Even with access at the clinic, it was sometimes still hard finding the right people. For some of the stories, I was trying to write in a narrative style, so I had to find patients, and in one case, a provider, who were willing to let me see them at home and at the clinic. I knew the more reporting I did, the more time I spent with subjects, the better the stories would be. But the patients were hard to get in touch with, frequently not returning my phone calls or backing out of stories.

I went into the project with a whole bunch of ideas, but I had to learn to set aside my carefully written plan and let the reporting dictate the project. That is a Journalism 101 lesson that I think reporters often forget. Some of the ideas on my list simply didn’t pan out, and others that weren’t on my list became great stories. I also realized fairly soon after I started that I wasn’t going to be able to do all the stories I wanted to do.

As I reported, I found that I was particularly interested in how the clinic staff tried to reduce disparities and in all the work being done that didn’t involve direct medical care. For example, health educators work with diabetics on lowering their blood sugar. Staff counsel pregnant women at risk of having low birth-weight babies. A driver not only takes people to and from the clinic but also convinces them to get out of bed so they didn’t miss their scheduled appointments.

So far, four stories have run, all with photos and videos. The visual elements really added to the story and presented a picture that my descriptions couldn’t. I wrote the first story about how clinics were gearing up for reform, followed by a narrative of one patient who was trying to get into specialty care, a story about how difficult it is to change diabetic patients’ behavior and a tale of a young nurse practitioner who was overwhelmed by the job. I am still working on more stories, which will run over the next few months.

One of those is about the quality of the clinics. Studies show that community health centers have good outcomes compared to private doctors’ offices, but some of the California clinics meet very few of federal benchmarks on measures like controlling patients’ high blood pressure or seeing pregnant patients in their first trimester. For this story, we requested the federal data for all the California clinics and our data team is putting the finishing touches on a database on certain quality measures. Current and future patients will be able to see how clinics stack up against each other, see if they are above or below the national average and if they are meeting the federal benchmarks. My only suggestion on reporters trying to include data in their projects is to request the data early and try to involve a data expert early.

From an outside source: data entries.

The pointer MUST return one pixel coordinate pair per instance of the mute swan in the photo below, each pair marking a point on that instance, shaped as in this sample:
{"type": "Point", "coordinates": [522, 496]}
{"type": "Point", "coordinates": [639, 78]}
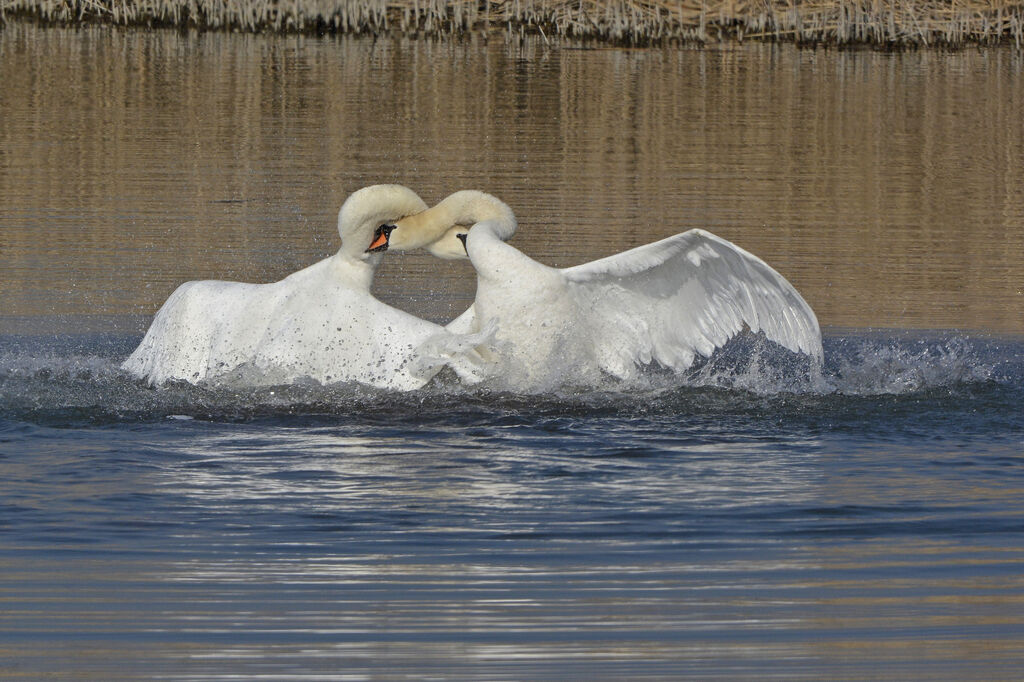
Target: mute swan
{"type": "Point", "coordinates": [320, 323]}
{"type": "Point", "coordinates": [665, 303]}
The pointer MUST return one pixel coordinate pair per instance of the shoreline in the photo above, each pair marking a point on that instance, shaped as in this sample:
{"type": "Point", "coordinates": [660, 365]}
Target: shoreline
{"type": "Point", "coordinates": [882, 24]}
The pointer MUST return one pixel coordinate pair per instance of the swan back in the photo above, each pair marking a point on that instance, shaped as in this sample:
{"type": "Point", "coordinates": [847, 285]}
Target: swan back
{"type": "Point", "coordinates": [462, 209]}
{"type": "Point", "coordinates": [369, 208]}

With all the media coverage of health care reform, there has been surprisingly little reporting about health centers. The health center story is an important one -- and can be told from anywhere in the U.S. Clinics are a great place to access patients and medical providers, to write stories about public health and health policy and to show the local impact of health care reform.

My stories don’t answer the overarching question of whether health centers will be able to handle the influx of patients, improve outcomes and reduce costs. Only time -- and academic studies -- will be able to answer that. But I believe my project does show -- through real people and real situations, policy analysis and perspectives from experts -- some of the biggest obstacles facing these centers. And I hope the stories introduce our readers to one Los Angeles clinic where, as I said in my first story, the grand expectations of Washington policymakers meet the sobering realities of treating patients who often have poor health habits, limited resources and complex illnesses.